News blackout holds as negotiations continue

Negotiations for a master contract for the Directors Guild of America are heading into the fourth week, with both sides adhering to a news blackout.

The contract talks launched Nov. 16 and will resume today. Negotiators met Saturday and then recessed for the weekend.

In the months before the start of talks, the DGA singled out pension and health plans as a top priority. Gil Cates, who’s heading the guild’s negotiating for the fourth consecutive time, has noted that employers haven’t increased their contribution to the DGA plans since 2005, while benefits have been tightened.

The talks started with exactly 7½ months remaining on the current DGA contract, which expires June 30, in keeping with the guild’s strategy of attempting to reach a deal well before expiration — allowing employers to offer the best possible terms as a premium for the assurance of labor peace.

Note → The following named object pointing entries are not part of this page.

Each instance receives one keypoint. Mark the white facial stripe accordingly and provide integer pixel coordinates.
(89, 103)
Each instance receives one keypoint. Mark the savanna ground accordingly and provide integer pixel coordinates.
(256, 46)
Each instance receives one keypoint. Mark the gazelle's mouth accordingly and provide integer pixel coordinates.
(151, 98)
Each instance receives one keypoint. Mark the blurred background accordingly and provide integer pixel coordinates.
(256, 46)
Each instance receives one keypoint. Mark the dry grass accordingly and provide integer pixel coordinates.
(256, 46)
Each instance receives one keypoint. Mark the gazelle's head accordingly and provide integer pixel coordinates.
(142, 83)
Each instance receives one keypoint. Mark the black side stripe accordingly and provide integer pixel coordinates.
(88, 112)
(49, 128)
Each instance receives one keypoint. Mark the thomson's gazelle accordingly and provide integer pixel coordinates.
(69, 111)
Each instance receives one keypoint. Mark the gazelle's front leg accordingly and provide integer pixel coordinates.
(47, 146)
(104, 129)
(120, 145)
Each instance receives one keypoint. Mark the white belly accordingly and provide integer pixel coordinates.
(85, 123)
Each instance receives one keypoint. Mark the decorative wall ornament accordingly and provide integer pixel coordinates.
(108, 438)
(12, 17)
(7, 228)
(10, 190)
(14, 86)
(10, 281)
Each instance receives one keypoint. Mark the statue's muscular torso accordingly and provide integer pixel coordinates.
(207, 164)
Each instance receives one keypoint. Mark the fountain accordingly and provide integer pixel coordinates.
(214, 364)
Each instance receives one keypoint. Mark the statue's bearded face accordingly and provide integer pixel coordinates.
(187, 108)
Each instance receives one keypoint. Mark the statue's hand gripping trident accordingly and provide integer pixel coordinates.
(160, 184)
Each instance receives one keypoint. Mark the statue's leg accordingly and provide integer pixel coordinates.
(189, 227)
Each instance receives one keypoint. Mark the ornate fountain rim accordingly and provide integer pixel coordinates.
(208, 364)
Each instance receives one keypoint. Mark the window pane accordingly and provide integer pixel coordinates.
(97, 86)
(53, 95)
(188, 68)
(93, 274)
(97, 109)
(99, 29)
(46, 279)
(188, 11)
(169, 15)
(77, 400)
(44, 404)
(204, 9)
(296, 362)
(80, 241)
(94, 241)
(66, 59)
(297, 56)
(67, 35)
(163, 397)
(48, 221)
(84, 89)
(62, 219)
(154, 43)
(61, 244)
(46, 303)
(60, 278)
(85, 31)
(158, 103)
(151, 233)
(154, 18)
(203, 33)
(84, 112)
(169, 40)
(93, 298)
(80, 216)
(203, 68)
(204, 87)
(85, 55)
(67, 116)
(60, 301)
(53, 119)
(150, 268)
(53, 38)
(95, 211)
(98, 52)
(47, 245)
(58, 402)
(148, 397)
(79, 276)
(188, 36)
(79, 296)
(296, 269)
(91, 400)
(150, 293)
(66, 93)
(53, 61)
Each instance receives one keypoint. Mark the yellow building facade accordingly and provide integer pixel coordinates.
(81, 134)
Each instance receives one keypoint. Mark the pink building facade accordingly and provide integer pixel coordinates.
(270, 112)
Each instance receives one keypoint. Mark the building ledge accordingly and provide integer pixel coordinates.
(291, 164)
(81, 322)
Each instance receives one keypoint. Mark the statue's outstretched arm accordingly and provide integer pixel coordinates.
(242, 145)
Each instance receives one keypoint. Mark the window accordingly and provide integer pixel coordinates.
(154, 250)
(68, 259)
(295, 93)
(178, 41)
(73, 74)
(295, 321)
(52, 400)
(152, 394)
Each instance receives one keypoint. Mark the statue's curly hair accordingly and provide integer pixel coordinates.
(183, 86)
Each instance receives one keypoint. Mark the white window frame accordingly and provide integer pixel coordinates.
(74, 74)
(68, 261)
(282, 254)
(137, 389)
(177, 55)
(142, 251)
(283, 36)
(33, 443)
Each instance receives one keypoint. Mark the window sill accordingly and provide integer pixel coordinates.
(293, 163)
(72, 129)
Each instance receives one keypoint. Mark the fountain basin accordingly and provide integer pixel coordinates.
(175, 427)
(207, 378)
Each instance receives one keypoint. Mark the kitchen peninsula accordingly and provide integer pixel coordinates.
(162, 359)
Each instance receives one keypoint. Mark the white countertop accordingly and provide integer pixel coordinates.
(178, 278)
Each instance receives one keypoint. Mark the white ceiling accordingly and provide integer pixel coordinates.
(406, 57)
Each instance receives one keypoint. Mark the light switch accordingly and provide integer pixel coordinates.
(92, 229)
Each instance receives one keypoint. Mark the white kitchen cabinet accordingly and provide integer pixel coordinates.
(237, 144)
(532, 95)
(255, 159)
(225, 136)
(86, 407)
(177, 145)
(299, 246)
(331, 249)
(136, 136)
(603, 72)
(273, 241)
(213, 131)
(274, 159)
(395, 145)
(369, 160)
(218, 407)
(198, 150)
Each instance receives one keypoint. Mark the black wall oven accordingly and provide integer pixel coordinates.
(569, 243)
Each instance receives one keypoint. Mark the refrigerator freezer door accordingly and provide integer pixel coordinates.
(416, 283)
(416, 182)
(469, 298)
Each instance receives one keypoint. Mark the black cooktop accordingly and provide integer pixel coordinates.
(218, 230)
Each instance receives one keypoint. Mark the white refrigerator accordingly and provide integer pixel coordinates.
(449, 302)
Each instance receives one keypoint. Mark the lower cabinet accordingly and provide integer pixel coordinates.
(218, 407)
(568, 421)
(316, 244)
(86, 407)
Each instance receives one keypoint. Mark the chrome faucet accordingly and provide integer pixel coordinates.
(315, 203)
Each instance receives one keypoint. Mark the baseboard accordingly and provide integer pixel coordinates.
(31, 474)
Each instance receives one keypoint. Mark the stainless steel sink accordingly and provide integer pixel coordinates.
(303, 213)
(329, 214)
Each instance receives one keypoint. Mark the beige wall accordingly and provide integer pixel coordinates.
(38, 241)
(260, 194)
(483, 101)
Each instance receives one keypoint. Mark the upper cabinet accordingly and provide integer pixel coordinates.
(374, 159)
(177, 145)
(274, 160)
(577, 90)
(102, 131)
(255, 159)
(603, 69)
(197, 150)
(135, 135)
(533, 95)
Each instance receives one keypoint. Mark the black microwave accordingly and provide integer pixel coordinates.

Employers’ contributions to union pension and health plans are made as a percentage of total compensation paid to members, with contributions capped for high earners. For the DGA, employers contribute to the DGA plans an additional 14% of the total compensation paid to directors — 8.5% to health, 5.5% to pension. The Writers Guild of America receives 14.5% (8.5% health, 6% pension), while the Screen Actors Guild receives 15% (9.25% health, 5.75% pension) as does the American Federation of Television & Radio Artists (9.75% health, 5.25% pension).

SAG and AFTRA’s tentative deal for features and primetime, announced Nov. 7, boosts the employer contribution to 16.5%. All the guild plans are operated separately from the unions and are overseen by a board comprised of reps from the studios and the unions.

A joint board of SAG and AFTRA reps voted Saturday to endorse the deal, which also includes a 2% wage hike and eliminates first-class air travel.

That triggers a mail ballot to be sent out to members.

The WGA, which shares about 1,000 members with the DGA, still hasn’t set negotiations with the AMPTP in keeping with its strategy of negotiating with a far shorter period than the DGA before the contract expiration. The current WGA pact — negotiated at the end of a bitter 100-day strike in 2008 — expires May 1.